While chatting with this teacher I learned that he once had taught woodshop. Now the community of Lake Forest is a more than fairly upscale suburb north of Chicago proper. It seems that the woodshop class was discontinued because as one parent had explained to this teacher, “We hire people to do work like this.”
This teacher wasn’t complaining to me – we were just shooting the breeze but I’m afraid that perhaps this parent had missed the point and coming from a family that has never been afraid to get their hands dirty, bends or cut metal, dig a ditch, or do their own brake jobs I was a bit worried by the inference.
Would this parent ever walk into a board, court-room or onto the trading floor without a plan, a blueprint perhaps? Would he or she not make sure she had all the tools necessary to complete whatever project they were working on readily at hand? Would they not measure twice and cut once? It seems one of alums of this school, a Mr. Dave Eggers, understands the lessons he learned back in the day when woodworking class was still offered. Returning recently for a classmate’s 40th birthday party also attended by the tech teacher – he let said teacher know that the lessons of working from an outline, understanding the need to sequence steps to conserve materials and to work toward a finished project even when the end was still far off in the distance all lessons learned or made practical by the now defunct woodworking class had helped construct the writer/person into which Eggers had grown up .
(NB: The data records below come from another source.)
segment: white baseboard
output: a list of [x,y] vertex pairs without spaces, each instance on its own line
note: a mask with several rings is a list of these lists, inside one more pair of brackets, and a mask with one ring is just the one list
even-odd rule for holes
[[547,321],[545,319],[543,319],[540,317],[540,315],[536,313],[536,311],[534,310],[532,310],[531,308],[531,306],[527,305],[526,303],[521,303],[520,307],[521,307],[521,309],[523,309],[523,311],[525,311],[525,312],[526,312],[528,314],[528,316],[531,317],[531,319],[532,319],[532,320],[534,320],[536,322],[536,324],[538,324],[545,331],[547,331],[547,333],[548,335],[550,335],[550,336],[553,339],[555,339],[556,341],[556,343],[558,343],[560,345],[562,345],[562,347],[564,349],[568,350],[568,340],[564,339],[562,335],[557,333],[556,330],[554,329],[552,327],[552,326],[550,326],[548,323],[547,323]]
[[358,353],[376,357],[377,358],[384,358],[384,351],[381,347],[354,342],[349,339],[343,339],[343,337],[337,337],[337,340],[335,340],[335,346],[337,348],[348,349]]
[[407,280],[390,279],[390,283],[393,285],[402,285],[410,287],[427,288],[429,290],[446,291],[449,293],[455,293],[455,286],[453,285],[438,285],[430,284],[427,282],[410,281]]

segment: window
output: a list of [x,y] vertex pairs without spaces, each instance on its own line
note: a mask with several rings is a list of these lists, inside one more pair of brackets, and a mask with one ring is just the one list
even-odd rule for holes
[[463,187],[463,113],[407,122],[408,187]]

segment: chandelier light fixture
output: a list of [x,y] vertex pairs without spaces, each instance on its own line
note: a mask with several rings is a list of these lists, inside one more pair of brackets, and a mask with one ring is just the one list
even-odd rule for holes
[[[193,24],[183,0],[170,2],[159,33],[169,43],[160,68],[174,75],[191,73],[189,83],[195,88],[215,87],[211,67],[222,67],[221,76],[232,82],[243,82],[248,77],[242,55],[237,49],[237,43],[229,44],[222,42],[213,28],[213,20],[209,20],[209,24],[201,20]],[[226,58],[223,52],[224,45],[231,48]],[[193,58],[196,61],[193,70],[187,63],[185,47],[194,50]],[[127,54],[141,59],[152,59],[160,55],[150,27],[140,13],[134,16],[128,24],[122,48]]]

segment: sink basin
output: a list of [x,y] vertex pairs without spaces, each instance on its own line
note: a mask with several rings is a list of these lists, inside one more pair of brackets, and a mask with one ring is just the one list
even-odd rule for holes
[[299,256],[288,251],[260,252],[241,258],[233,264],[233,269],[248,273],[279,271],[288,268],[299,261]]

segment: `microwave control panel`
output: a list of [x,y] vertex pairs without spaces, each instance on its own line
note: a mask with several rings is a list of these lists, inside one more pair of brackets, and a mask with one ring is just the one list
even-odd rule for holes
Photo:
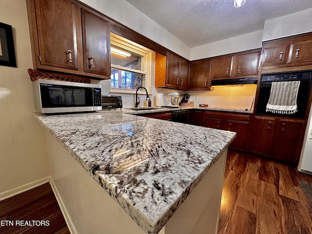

Now I know there are no ovals on the standardized tests that ask the difference between a crosscut saw and a bastard file, just as there are no essay questions about how to make a reed for a bassoon. But aren’t these talents transferrable into the “real world” of finance and law? I’ve heard parents defend their schools athletic departments because of the life lessons learned by the participants – don’t hands on trade classes offer at least as many experience points as a lacrosse field?
By the way – one of the best woodworkers I have ever met, a hobbyist who made beautiful grandfather clocks, tables, chairs, and china hutches was a guy I used to house sit for. Of course his day job did require him to work with his hands so maybe he already had a proclivity for manual labor – he was the chief surgeon and head of cardiology at the Cleveland Clinic.